State-of-the-art imaging capabilities include the first hybrid 64-detector CT/PET scanner to be installed in the world
The Brigham and Women’s Hospital (BWH) Cardiovascular Imaging Center has recently upgraded its non-invasive imaging capabilities to include a state-of-the-art 64-detector CT scanner and the first hybrid 64-detector CT/PET scanner to be installed anywhere in the world.
These advanced imaging technologies will potentially play major roles in helping physicians evaluate patients with coronary artery disease (CAD). More detectors generally confer more speed, finer resolution, and the ability to visualize greater body volume in a single scan. With 64-detector CT angiography (CTA), it is possible to obtain clear pictures of all the coronary arteries,
including the smaller ones, and quantify atherosclerotic load. The addition of PET technology allows clinicians to assess the significance of coronary artery stenoses to make a diagnosis and management decisions. Marcelo F. Di Carli, MD, Co-Director of Cardiovascular Imaging at BWH says, “As powerful as these techniques are, it is not enough to be on the leading edge with the latest technology. It is also important to understand the best role for each technology and how to use imaging to benefit our patients.”
SPARC Trial
Dr. Di Carli is national principal investigator for a large prospective, multi-center observational study designed to elucidate the clinical value of four prominent diagnostic imaging modalities – SPECT, PET, PET/CT, and CT angiography – in the evaluation of CAD. The SPARC trial (Study of Myocardial Perfusion and Coronary Anatomy Imaging Roles in CAD) will investigate these modalities with respect to post-test resource utilization and patient outcomes.
Approximately 4,000 patients with intermediate to high likelihood of coronary artery disease or known CAD who have been referred by their doctors for non-invasive imaging will be enrolled in the study. Patients will receive whichever form of imaging their doctors request, and additional testing or treatment as indicated by their imaging results. They will be followed for two years and surveyed at 90 days to determine whether catheterization or revascularization were required, and at two years to determine incidence of cardiac death or myocardial infarction.
Sharmila Dorbala, MD, Associate Director of Nuclear Cardiology at BWH and BWH site principal investigator for SPARC, has already recruited the first patients at the BWH study site. She says, “This is an easy trial for patients and their physicians. There are no investigational medications, and each patient receives only the imaging his or her doctor prescribes.”

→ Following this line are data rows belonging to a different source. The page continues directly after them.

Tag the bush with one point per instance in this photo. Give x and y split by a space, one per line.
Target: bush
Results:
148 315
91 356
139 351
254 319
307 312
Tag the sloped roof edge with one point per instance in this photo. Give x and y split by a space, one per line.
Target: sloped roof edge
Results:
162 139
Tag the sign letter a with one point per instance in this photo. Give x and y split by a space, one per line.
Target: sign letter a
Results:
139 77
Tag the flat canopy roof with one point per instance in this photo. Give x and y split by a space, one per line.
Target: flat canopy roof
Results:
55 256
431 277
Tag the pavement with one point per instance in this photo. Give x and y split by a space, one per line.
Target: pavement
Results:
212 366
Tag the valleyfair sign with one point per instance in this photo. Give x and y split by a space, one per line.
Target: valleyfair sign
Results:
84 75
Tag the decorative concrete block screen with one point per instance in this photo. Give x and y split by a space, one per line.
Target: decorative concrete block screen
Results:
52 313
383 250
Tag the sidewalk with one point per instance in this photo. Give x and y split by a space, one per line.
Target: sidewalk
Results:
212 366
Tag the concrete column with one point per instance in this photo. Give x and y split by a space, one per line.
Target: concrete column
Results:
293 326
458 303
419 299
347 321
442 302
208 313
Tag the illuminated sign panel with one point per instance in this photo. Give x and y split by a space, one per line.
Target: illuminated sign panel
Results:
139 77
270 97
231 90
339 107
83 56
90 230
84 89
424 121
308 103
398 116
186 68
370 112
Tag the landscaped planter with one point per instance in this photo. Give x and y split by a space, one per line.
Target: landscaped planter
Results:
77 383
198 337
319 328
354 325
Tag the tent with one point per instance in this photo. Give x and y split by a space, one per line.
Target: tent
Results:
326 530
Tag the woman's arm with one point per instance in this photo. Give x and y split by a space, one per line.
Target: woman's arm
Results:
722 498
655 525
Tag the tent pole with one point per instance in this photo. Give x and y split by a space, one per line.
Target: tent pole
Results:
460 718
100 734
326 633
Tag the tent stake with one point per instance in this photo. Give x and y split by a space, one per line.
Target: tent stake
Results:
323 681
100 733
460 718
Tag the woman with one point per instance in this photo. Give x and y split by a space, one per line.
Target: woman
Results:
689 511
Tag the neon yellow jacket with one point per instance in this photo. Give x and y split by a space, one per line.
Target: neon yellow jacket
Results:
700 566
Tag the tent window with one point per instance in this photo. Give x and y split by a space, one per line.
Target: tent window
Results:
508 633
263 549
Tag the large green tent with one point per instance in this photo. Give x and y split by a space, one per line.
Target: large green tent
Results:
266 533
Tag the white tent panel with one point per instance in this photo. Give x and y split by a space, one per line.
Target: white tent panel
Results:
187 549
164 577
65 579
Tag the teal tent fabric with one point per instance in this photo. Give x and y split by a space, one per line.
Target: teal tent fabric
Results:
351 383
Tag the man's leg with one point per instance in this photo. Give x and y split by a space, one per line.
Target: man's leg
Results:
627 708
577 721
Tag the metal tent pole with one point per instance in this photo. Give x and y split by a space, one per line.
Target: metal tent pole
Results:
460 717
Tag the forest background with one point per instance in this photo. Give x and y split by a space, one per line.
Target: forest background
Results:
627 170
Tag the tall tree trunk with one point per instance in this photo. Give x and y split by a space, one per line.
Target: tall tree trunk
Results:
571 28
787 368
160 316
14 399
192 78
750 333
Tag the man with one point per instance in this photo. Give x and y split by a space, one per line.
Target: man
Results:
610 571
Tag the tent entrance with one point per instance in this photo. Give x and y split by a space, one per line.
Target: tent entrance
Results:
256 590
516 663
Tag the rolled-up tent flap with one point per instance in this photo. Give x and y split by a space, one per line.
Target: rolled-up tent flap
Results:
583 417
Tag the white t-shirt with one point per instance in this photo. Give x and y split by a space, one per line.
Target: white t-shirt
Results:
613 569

Dr. Di Carli says, “SPARC’s large national data base will have sufficient power to allow us to examine the effects of geography on the utilization and effectiveness of different imaging modalities and the effectiveness of different techniques in diverse patient populations and sub-groups. We anticipate that it will provide important information about the benefits of each imaging modality to help physicians make informed clinical decisions and payers make appropriate reimbursement decisions.” For more information about referring a patient to the SPARC trial, please call (617) 732-0566 or visit www.sparctrial.org.
CTA
As the medical community awaits guidance from the SPARC trial, BWH clinicians are using their best judgment, based on extensive clinical experience and familiarity with the technology, to benefit patients. They are targeting 64-detector CTA as an evaluation tool for patients who present with chest pain and a low likelihood of an abnormal scan. The strength of CTA lies in its negative predictive value. A normal CTA excludes the presence of coronary artery disease, decreases the need for further testing, including catheterization, and serves as a guide for future medical management. CTA is not currently considered as a screening tool for asymptomatic patients.
PET/CT
A patient at moderate-to-high risk of CAD may benefit more from some form of hybrid imaging. Although CTA may pinpoint areas of atherosclerosis, it cannot determine whether these areas are causing cardiac ischemia. BWH physicians are targeting the PET/CT to patients whose evaluation is likely to require both anatomic and functional information. These may include patients who have had previous revascularization and are experiencing new, non-emergency symptoms, patients with congenital cardiac anomalies, and patients who exhibit discordance between imaging and symptoms.
Future directions
State-of-the art technology will take cardiovascular imaging into the molecular arena with the ability to visualize and target super-small structures. PET/CT can potentially detect both anatomic and biologic features of vulnerable plaque and, in the future, new radio-tracers may allow physicians to identify and treat these lesions before they rupture.
This development may also allow the use of PET/CT to assess early results of therapy. CT will reveal the landmarks from which biologic signals arise and PET imaging will read the signals to determine whether the therapy is working.